A un certo punto c’è un episodio dubbio in area laziale, ascolto nell’auricolare Sandro Piccinini che, dopo aver visto il replay dell’azione al rallentatore, sentenzia: “Rigore clamoroso per il Milan non visto dall’arbitro”. Carlo capisce che sto seguendo la moviola in diretta e mi chiede: “Era rigore vero?”. Con il quarto uomo a due metri da me in marcatura strettissima non posso che rispondergli: “Mister, lo sa che non posso parlare con lei”: E lui: “Bell’amico che sei!”. Ci guardiamo e scoppiamo a ridere di gusto, mentre il quarto uomo alza il pollice in segno di approvazione per il mio comportamento irreprensibile.
Ma c’è un ultimo episodio che secondo me rappresenta alla perfezione chi è Carlo Ancelotti. È la stagione 2000-2001, quella dello scudetto della Roma di Capello conquistato in volata sulla Juventus di Ancelotti. Con il campionato ancora in bilico, la Juve decide di rinnovare il contratto di Ancelotti, nonostante lo scudetto perso l’anno prima nel diluvio di Perugia. Ma il DS bianconero Luciano Moggi escogita una formula senza precedenti nei contratti con gli allenatori: abbassa la base dell’ingaggio e applica dei premi a vincere piuttosto sostanziosi. Ancelotti lo scambia per un segnale di fiducia e firma senza pensarci su. Ma a fine stagione la Juve lo scaricherà per affidare nuovamente la squadra a Marcello Lippi, proprio il predecessore di Ancelotti.
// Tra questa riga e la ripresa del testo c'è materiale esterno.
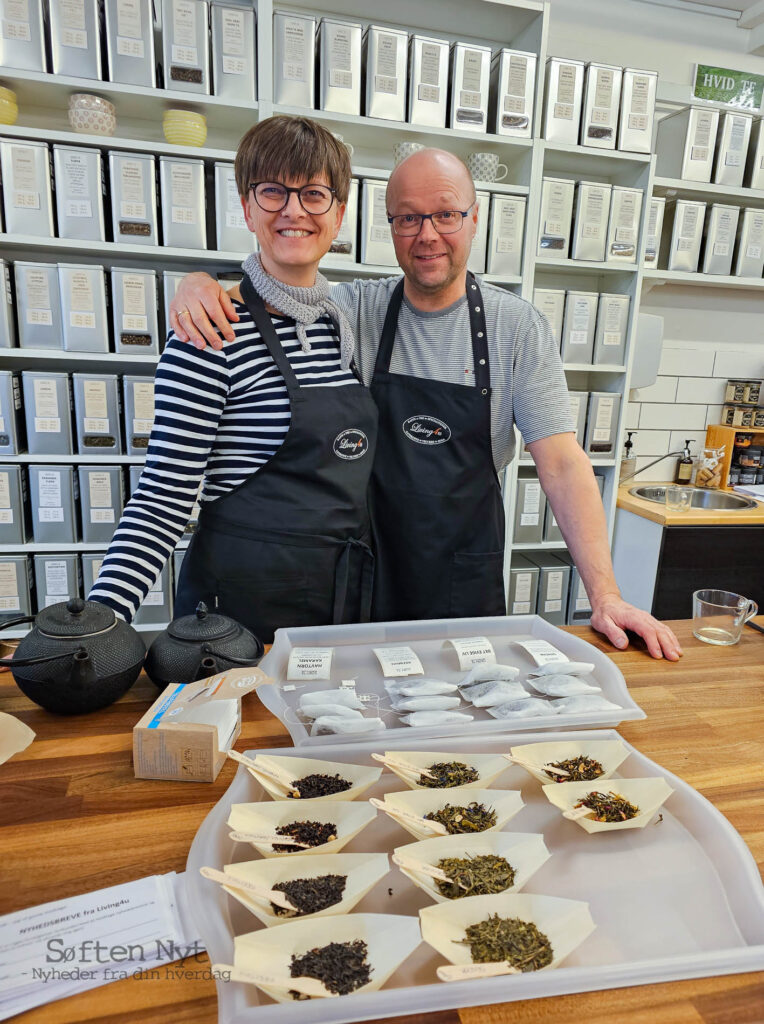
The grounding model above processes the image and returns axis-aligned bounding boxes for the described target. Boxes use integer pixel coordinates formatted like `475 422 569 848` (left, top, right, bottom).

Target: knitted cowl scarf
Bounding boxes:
242 253 354 370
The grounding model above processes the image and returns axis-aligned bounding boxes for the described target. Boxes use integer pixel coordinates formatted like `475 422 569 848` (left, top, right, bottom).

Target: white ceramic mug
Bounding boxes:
392 142 424 167
467 153 509 181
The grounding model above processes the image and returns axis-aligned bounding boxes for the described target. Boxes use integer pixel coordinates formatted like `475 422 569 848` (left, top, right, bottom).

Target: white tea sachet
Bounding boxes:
400 711 472 726
384 678 457 697
391 694 462 711
461 679 530 708
551 693 624 715
485 697 557 721
310 715 385 736
527 662 594 679
300 687 364 712
300 702 364 719
528 673 602 697
459 665 520 686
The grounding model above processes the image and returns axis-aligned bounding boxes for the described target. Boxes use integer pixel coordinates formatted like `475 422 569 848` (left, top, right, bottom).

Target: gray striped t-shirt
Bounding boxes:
332 278 576 472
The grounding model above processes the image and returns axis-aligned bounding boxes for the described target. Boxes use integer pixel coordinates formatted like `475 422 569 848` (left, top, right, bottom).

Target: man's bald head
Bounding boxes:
387 150 475 212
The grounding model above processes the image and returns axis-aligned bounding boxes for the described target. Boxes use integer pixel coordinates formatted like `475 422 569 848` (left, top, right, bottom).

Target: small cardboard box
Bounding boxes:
133 668 272 782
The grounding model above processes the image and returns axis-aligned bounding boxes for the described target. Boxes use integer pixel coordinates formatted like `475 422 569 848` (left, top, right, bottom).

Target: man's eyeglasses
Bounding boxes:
387 204 474 237
249 181 336 216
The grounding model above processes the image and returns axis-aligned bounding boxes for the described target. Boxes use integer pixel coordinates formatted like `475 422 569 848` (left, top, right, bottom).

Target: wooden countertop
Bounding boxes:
0 616 764 1024
618 480 764 528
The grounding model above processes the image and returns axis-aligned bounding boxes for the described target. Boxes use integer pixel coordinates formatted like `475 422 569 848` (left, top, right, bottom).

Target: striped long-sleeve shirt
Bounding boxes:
88 303 360 622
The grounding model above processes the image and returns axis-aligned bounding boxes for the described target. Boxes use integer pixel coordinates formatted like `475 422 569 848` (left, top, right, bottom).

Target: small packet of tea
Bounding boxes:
400 711 472 726
391 694 462 711
528 674 602 697
459 665 520 686
459 679 530 708
485 697 557 721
Ai primi d’aprile del 2001 mi chiama Totò Lopez, ex centrocampista di Bari, Lazio e Palermo, con il quale c’è un rapporto di amicizia. “Daniele – mi dice – ho bisogno di una cortesia, se ti è possibile. Mia nipote sta per laurearsi in Economia e Commercio con una tesi sui contratti a obiettivo, riferito a manager d’azienda. Le piacerebbe conoscere i dettagli del rinnovo appena firmato da Ancelotti con la Juve, perché le permetterebbe di arricchire il suo lavoro. Io ho una conoscenza superficiale con Carlo, non saprei come arrivarci, magari tu lo conosci meglio di me. Puoi darmi una mano?”. “Ci provo – rispondo – e ti faccio sapere”.
Io non avevo all’epoca il telefono di Ancelotti e quindi mi arrovello per farmi venire un’idea. Decido di scrivere una lettera a Carlo in cui spiego tutta la storia, del resto lui sa chi è Totò Lopez, e gli lascio il mio numero di cellulare. Poi la invio per posta interna Mediaset a Gianni Balzarini, il collega che segue la Juventus da anni, pregandolo di consegnarla ad Ancelotti alla prima occasione.
Il 3 maggio, tre giorni prima di Juventus-Roma, la partita che avrebbe di fatto deciso lo scudetto, mentre sto parcheggiando al circolo per andare a giocare una partita di tennis, squilla il cellulare.
È un numero sconosciuto, rispondo: “Ciao Daniele, sono Carlo”.
“Carlo chi?”.
“Carlo Ancelotti, che fai, rinneghi gli amici?”
“Scusami, non ho il tuo numero e non mi aspettavo che tu mi telefonassi. Come, va? Domenica avete un grande possibilità, state meglio della Roma”.
“Sì, sembra così. Ma loro sono davanti e noi siamo condannati a vincere, altrimenti addio sogni di gloria (La Juventus si portò sul 2 a 0, ma la Roma riuscì a rimontare e a chiudere sul 2 a 2. Fu l’ultimo grande ostacolo sulla via dello scudetto).Volevo dirti che ho letto la tua lettera, puoi dire alla nipote di Totò Lopez di chiamarmi quando vuole, dalle il mio numero”.
Ecco cosa significa non perdere mai il senso delle proporzioni e rimanere umili. È una dote che solo i grandi possiedono. Anche se ti chiami Ancelotti e hai vinto dovunque: al Milan, al Chelsea, al Paris Saint Germain, al Real Madrid, al Bayern Monaco.